Now we enter into the era of Syed Mokhtar-MMC regime which has already recorded a heavy borrowing of RM15 billion in the name of Islamic financing system.

International Trade and Industry Minister Rafidah Aziz is definitely aware of the drastic drop of foreign direct investment and the heavy dependent on the low value-added electronic industries.

Her effort should be focus on the 'smart partnership' with the emerging economies - India and China - rather than living in the false hope that both countries would not retaliate.

While Lim is more of a pragmatic person, he has already seen the dark shadow over the Malaysian palm oil industry.

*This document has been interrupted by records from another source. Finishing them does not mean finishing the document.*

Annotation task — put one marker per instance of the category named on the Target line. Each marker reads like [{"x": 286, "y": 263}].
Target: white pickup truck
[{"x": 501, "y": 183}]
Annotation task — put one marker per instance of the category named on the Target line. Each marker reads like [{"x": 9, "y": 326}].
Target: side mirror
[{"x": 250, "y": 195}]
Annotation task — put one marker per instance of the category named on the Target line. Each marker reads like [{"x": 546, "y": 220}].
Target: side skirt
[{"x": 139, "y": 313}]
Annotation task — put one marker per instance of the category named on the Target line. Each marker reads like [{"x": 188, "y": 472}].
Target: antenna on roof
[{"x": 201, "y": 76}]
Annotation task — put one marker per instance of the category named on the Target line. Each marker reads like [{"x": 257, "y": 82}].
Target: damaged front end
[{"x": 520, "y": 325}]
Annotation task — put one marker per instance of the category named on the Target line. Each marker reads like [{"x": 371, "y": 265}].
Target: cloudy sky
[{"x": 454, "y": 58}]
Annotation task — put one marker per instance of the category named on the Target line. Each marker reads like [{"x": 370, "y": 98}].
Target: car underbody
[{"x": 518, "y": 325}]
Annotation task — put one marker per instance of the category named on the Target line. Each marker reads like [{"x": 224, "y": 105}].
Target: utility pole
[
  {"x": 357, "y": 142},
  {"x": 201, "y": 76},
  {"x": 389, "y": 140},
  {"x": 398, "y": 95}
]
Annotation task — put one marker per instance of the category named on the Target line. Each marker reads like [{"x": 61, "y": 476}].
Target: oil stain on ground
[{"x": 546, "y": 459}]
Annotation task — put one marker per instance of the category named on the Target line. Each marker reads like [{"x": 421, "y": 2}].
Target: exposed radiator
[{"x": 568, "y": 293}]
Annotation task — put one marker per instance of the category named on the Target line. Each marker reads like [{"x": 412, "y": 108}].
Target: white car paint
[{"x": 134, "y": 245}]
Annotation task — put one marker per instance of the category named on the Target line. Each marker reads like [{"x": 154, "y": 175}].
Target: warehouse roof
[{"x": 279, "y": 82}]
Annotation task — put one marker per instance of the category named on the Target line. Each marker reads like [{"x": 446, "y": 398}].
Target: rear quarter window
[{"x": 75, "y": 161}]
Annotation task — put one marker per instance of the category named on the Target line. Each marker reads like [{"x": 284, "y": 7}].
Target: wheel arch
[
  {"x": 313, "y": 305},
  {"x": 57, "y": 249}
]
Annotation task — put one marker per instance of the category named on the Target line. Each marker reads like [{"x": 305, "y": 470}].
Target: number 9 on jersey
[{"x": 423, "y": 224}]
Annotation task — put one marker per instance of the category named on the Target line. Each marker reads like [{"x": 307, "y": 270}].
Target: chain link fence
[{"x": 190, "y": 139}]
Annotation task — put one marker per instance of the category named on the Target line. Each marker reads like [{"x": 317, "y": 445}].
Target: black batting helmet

Indeed, the most important thing to do is to provide a level-playing field through an open international tendering system in the North-South double-tracking rail project. The blind award to MMC-Gamuda should be revoked based on the technical ground (Insufficient input from their eight-page proposal).

If Prime Minister Abdullah Ahmad Badawi refuses to conduct an international open tender on the project, the Royal Parliamentarian Commission must be established to investigate the possibility of malpractice and corruption in this double-tracking project.

If Indian Railway Construction Company (Ircon) and China Railway Engineering Corp (CREC) lost in the open bidding, then we can justify to ourselves that MMC-Gamuda had made it.